Una ciudad que deja sin aliento… literalmente

Este asentamiento, ubicado en la cima del Monte Ananea, se encuentra a más de 5.000 metros sobre el nivel del mar, superando a cualquier otra ciudad habitada del planeta. Pero llegar hasta aquí no es tarea fácil. Un camino cubierto de rocas, tierra y, en invierno, hielo, convierte el trayecto en una odisea que puede durar días.

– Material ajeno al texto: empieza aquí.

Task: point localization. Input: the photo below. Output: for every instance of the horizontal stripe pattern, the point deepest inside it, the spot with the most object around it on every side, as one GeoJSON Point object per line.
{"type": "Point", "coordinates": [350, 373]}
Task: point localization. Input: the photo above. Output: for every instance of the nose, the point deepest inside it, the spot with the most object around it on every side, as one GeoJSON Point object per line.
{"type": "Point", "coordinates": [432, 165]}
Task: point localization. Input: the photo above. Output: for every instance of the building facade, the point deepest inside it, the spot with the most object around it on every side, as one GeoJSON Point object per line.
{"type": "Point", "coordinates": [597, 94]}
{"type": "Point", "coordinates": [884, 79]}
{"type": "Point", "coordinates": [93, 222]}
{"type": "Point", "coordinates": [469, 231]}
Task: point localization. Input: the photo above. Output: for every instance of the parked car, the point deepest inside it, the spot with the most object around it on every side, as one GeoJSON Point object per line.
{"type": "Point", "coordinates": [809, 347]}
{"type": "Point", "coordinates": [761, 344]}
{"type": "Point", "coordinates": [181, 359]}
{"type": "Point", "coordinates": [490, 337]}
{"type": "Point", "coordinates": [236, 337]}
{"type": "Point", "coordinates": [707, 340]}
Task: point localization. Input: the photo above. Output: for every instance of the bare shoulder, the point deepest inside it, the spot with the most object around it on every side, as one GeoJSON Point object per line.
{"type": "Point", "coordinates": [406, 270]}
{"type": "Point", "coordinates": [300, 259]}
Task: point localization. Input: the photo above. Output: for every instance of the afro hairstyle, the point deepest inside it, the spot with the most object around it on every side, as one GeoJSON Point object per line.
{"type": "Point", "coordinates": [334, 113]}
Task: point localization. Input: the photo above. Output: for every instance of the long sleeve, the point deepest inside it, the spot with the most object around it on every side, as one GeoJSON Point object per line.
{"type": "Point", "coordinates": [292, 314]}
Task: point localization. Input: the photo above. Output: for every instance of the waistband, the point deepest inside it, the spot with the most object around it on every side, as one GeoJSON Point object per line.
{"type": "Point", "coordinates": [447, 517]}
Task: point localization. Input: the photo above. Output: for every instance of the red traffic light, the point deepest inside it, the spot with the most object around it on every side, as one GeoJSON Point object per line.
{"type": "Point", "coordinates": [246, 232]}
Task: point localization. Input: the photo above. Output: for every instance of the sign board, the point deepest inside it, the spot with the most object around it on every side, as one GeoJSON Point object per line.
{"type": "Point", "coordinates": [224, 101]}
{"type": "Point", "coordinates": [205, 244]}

Si el simple hecho de caminar en esta altitud ya es un reto para cualquier visitante, imagina lo que es vivir aquí. Y, sin embargo, más de 30.000 personas han decidido quedarse en este lugar extremo.
Un territorio sin ley donde el oro dicta las reglas

La Rinconada no tiene hoteles, hospitales ni una presencia clara del Gobierno. No hay agua potable ni sistemas de saneamiento adecuados. Entonces, ¿por qué alguien elegiría vivir aquí? La respuesta está bajo tierra: oro.
La economía de la ciudad gira en torno a la minería, una actividad que, a pesar de las condiciones extremas, sigue atrayendo a miles de personas con la esperanza de encontrar riquezas. Sin embargo, la vida en este lugar tiene un precio alto: el aire enrarecido causa mal de altura, las temperaturas pueden caer en picado y la falta de servicios básicos convierte la supervivencia en un desafío diario.
A pesar de su aislamiento, La Rinconada no está sola en su lucha contra la altura. América del Sur alberga muchas de las ciudades más elevadas del planeta, gracias a la imponente Cordillera de los Andes.
¿Qué otras ciudades desafían la altura?
Si bien ninguna otra ciudad llega a los 5.000 metros de La Rinconada, hay varios lugares en el mundo que también han aprendido a coexistir con la falta de oxígeno y las duras condiciones climáticas:
- Potosí, Bolivia (4.090 m) – Una histórica ciudad minera que en su época de esplendor abasteció al mundo con toneladas de plata.
- Lhasa, Tíbet (3.650 m) – Antigua residencia del Dalai Lama y Patrimonio de la Humanidad, rodeada por las majestuosas montañas del Himalaya.
- Apartaderos, Venezuela (3.505 m) – La ciudad más alta de Venezuela, famosa por su belleza natural y la misteriosa “Laguna Negra”.
- Namche Bazaar, Nepal (3.500 m) – Punto de paso casi obligatorio para los montañistas que buscan conquistar el Everest.
- Cuzco, Perú (3.310 m) – Una joya histórica con ruinas incas y un impresionante paisaje montañoso.
- Villa Mills, Costa Rica (3.100 m) – Ubicada en el temido “Cerro de la Muerte”, donde las temperaturas rozan los 0 °C.
- Leadville, EE. UU. (3.094 m) – La ciudad más alta de Estados Unidos, con un pasado marcado por la minería de plata.
- Hushe Village, Pakistán (3.050 m) – Un pueblo enclavado en el Himalaya, clave para los exploradores que buscan aventuras extremas.
La Rinconada: ¿El precio de vivir en las alturas?
Vivir en la ciudad más alta del mundo es un desafío diario. Falta de oxígeno, temperaturas bajo cero y condiciones de vida precarias hacen que La Rinconada parezca más un puesto avanzado en otro planeta que una ciudad en la Tierra.
Pero, a pesar de todo, miles de personas siguen llegando, atraídas por la promesa del oro y la posibilidad de una vida mejor. ¿Vale la pena el sacrificio? Esa es la pregunta que cada habitante de La Rinconada debe responder mientras lucha por sobrevivir en un lugar donde la altura lo domina todo.